TorizonCore Builder is a tool that enables customizations on a TorizonCore image in an easy way. Almost all aspects of the the image can be customized, including the splash screen, configuration files, device trees and overlays, out-of-tree kernel modules, kernel parameters, etc. The end result is a custom TorizonCore image prepared for production programming. To learn more about the tool and how to get started, please refer to TorizonCore Builder Commands Manual page.
TorizonCore Builder source code is licensed under GPLv3, you can find the license file here
In the next sections we describe some independent procedures that a developer working on TorizonCore Builder may like to follow.
The directory hooks
has some simple scripts that may be installed as local Git hooks for your cloned repository. To install them, simply run in the top directory of the repo:
$ ./hooks/set_hooks.sh
At the time of this writing, we have just a post-commit
script that helps the developer remembering to run the linter on the code (by showing a message on every commit).

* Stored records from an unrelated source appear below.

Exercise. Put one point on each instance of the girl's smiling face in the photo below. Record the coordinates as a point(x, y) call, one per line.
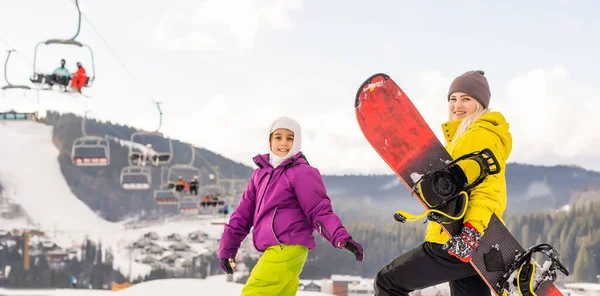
point(282, 140)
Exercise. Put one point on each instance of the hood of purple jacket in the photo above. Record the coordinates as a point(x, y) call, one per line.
point(282, 205)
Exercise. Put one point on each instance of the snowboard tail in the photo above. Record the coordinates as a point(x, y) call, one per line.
point(400, 135)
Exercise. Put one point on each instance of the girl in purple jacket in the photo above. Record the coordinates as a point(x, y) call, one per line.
point(284, 202)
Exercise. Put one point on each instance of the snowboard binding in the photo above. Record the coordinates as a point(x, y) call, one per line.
point(439, 188)
point(521, 275)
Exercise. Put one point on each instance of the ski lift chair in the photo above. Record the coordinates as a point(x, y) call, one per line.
point(165, 197)
point(188, 206)
point(163, 157)
point(136, 178)
point(90, 151)
point(41, 79)
point(13, 115)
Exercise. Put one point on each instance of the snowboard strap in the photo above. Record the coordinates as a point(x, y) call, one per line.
point(526, 280)
point(436, 215)
point(437, 189)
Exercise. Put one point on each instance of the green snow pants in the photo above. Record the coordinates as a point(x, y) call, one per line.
point(277, 272)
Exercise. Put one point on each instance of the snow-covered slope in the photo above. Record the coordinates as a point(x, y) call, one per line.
point(31, 176)
point(214, 285)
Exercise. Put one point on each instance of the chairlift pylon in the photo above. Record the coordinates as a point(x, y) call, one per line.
point(136, 178)
point(90, 150)
point(11, 113)
point(162, 157)
point(192, 171)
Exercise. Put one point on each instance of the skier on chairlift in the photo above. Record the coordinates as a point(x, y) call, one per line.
point(194, 183)
point(60, 75)
point(79, 78)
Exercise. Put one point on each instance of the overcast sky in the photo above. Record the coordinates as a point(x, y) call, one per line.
point(225, 68)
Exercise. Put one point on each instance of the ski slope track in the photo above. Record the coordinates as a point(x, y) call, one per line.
point(31, 176)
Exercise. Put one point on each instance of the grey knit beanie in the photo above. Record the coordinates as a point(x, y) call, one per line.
point(474, 84)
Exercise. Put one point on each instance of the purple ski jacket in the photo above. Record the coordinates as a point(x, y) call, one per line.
point(284, 205)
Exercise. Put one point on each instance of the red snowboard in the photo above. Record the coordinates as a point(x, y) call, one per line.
point(397, 131)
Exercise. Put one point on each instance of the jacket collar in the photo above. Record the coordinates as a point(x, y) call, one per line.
point(262, 160)
point(449, 128)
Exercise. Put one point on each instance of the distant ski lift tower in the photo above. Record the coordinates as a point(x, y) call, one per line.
point(41, 79)
point(18, 113)
point(90, 150)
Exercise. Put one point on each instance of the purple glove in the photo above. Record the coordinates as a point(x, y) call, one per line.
point(463, 245)
point(354, 247)
point(227, 265)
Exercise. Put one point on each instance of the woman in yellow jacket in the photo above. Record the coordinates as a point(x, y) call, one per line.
point(471, 127)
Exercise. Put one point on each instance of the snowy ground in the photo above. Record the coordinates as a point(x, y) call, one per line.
point(214, 285)
point(31, 176)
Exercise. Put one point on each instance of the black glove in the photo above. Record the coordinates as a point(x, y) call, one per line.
point(227, 265)
point(354, 247)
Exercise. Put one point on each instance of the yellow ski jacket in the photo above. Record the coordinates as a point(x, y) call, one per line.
point(489, 131)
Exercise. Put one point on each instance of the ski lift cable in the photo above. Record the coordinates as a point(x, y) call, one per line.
point(10, 47)
point(129, 73)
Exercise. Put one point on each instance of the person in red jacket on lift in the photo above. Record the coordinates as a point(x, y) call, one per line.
point(79, 78)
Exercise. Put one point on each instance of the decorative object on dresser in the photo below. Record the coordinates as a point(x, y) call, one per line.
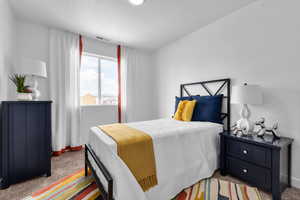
point(25, 137)
point(261, 162)
point(24, 93)
point(35, 69)
point(244, 95)
point(263, 129)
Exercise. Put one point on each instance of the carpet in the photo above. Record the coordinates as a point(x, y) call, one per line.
point(78, 187)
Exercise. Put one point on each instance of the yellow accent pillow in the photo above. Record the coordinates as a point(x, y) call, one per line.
point(185, 110)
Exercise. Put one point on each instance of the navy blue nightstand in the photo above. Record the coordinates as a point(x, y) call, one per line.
point(261, 162)
point(25, 137)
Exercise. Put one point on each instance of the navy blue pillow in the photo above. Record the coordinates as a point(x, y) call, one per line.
point(178, 99)
point(208, 108)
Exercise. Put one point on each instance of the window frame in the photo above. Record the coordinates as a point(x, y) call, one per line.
point(99, 57)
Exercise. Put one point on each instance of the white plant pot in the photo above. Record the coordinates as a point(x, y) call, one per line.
point(24, 96)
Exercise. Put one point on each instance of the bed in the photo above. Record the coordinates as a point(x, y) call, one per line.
point(185, 152)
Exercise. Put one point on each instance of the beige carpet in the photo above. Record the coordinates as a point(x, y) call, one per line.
point(72, 161)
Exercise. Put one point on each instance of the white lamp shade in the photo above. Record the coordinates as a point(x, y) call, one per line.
point(247, 94)
point(31, 67)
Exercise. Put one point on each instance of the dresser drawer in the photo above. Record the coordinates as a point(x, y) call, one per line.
point(257, 176)
point(249, 152)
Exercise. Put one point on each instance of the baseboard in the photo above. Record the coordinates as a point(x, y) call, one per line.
point(295, 182)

TorizonCore Builder runs in a container. To build that container image, run in the top directory of the repo:
$ docker build -f torizoncore-builder.Dockerfile -t torizoncore-builder:local .

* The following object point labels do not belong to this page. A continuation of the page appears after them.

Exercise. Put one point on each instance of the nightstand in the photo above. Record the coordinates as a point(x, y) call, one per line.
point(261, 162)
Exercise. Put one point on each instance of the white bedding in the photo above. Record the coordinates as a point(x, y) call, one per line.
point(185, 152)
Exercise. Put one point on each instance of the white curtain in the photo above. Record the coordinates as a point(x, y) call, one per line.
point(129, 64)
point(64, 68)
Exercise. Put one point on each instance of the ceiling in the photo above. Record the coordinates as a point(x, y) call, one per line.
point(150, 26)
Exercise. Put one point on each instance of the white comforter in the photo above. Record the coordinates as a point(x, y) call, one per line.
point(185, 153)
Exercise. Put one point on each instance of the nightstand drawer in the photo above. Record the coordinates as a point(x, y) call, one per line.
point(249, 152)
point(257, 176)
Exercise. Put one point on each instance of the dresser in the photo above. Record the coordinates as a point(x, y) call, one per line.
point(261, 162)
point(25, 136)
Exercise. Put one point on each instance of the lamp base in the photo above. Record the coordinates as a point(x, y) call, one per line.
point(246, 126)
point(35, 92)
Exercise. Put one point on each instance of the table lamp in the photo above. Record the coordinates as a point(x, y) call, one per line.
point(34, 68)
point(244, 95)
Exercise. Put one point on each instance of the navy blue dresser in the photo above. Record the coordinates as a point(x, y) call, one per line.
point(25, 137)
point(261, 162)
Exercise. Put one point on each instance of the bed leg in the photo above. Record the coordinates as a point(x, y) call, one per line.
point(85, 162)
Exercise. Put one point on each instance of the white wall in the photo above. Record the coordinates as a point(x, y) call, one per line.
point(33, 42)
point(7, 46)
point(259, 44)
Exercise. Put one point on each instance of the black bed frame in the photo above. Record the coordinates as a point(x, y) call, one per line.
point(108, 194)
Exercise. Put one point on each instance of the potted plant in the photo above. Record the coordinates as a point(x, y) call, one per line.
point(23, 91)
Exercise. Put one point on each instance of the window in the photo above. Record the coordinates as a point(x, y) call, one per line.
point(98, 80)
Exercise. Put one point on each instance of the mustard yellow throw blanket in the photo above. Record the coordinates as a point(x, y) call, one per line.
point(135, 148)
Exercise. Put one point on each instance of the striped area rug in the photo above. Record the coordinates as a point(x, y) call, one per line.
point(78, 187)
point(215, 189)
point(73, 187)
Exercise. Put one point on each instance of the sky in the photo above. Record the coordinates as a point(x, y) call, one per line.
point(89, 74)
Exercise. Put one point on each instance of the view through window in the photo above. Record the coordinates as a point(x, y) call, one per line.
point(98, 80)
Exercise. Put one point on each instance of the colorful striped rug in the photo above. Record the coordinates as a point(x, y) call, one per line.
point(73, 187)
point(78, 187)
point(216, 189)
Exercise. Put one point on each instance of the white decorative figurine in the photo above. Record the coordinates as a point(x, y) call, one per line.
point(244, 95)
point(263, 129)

Now to run the actual tool, you can set an alias such as this:
$ alias torizoncore-builder='docker run --rm -it -v /deploy -v $(pwd):/workdir -v storage:/storage -v /var/run/docker.sock:/var/run/docker.sock --net=host torizoncore-builder:local'
If you run into problems, take a look at the normal setup script provided by Toradex to end users. See the instructions to fetch that script here:
You could run the tool's setup script and modify the alias torizoncore-builder
to reference your locally build image (tagged torizoncore-builder:local)
The development image provides some tools for testing TorizonCore Builder itself. To build the dev image, run in the top directory of the repo:
$ docker build -f torizoncore-builder.Dockerfile --target tcbuilder-dev -t torizoncore-builder-dev:local .
An then set an alias like this:
$ alias torizoncore-tools='docker run --rm -it -v /deploy -v $(pwd):/workdir -v storage:/storage --net=host -v /var/run/docker.sock:/var/run/docker.sock torizoncore-builder-dev:local'
To run the linter you need to build development image first (see section Building the development Docker image). After that, you can run pylint
like this:
$ torizoncore-tools bash -c 'cd /workdir && pylint -ry --output-format=colorized $(find tcbuilder/ -type f -name "*.py") *.py'
The above command will show all warnings (as configured in the .pylintrc
file). Not all of them will cause pipeline failures when your local changes are pushed to GitLab but the developer is encouraged to fix all of them. In CI we run just the same command except that we disable the warnings related to docstrings.